Qwen3.5: hybrid recurrent-attention decode and Gated DeltaNet parity are now on the normal C-tokenizer route. <think> markers are preserved as special tokens, and visible vs. suppressed thinking is now a generic chat-contract mode instead of ad hoc runtime logic.
Llama / Nanbeige: SentencePiece + ChatML bring-up stabilized with untied output.weight preserved. Nanbeige remains an active inference lane; long coherent think traces are treated as model style, not as evidence of kernel breakage.
Validation Commands (v7 inference matrix)
These commands are the current inference readiness gates for Qwen2, Qwen3, Qwen3.5, Gemma3, and the active Nanbeige bring-up lane.
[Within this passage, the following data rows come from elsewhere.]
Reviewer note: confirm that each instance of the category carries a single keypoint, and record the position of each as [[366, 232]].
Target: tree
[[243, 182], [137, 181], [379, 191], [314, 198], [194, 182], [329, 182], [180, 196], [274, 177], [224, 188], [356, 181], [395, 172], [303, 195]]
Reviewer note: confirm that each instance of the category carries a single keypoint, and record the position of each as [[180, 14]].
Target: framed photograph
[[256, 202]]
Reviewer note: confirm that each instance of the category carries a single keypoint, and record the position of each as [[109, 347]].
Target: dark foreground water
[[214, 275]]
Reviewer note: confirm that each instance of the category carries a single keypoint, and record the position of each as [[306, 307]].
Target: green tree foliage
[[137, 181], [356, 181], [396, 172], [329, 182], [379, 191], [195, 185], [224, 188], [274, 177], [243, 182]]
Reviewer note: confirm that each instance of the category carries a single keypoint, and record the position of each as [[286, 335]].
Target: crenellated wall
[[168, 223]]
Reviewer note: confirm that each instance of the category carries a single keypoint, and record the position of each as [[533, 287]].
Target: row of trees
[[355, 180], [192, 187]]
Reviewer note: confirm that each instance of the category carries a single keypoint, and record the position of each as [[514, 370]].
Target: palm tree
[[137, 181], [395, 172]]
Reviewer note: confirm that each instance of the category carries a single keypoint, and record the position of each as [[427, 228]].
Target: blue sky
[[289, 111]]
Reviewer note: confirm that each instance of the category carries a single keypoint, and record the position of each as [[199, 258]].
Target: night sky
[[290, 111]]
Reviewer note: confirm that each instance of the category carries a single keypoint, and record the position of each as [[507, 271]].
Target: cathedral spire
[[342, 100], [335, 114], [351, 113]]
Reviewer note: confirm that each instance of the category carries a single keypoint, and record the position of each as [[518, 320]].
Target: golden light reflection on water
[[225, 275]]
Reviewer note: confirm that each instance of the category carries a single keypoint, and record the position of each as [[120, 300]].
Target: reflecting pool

python3 version/v7/scripts/validate_model_matrix_v7.py
python3 version/v7/scripts/validate_parity_matrix_v7.py
python3 version/v7/scripts/validate_long_decode_stability_v7.py
# Nanbeige-specific stitched call-IR regression
python3 version/v7/scripts/test_kv_cache_batch_copy_call_ir_v7.py \
--run-dir ~/.cache/ck-engine-v7/models/mradermacher--Nanbeige4.1-3B-GGUF
Matrix validators honor cached GGUFs by default; add --allow-download when you want them to fetch missing models.
Growth path: inference coverage now spans Qwen2/Qwen3/Qwen3.5/Gemma3 plus the Llama/Nanbeige bring-up lane.
Qwen3.5 adds hybrid recurrent-attention coverage with Gated DeltaNet kernels (forward + backward), compatible with the 0.8B dense variant.
Gemma now runs on the correct split-half RoPE parity path, and Nanbeige has a documented SentencePiece/ChatML bring-up lane on the C tokenizer.
v7 still targets full training expansion: backward kernels, optimizer state, gradient reduction, and IR‑driven training schedules.
This page will keep evolving into a single matrix that shows inference + training coverage per model family.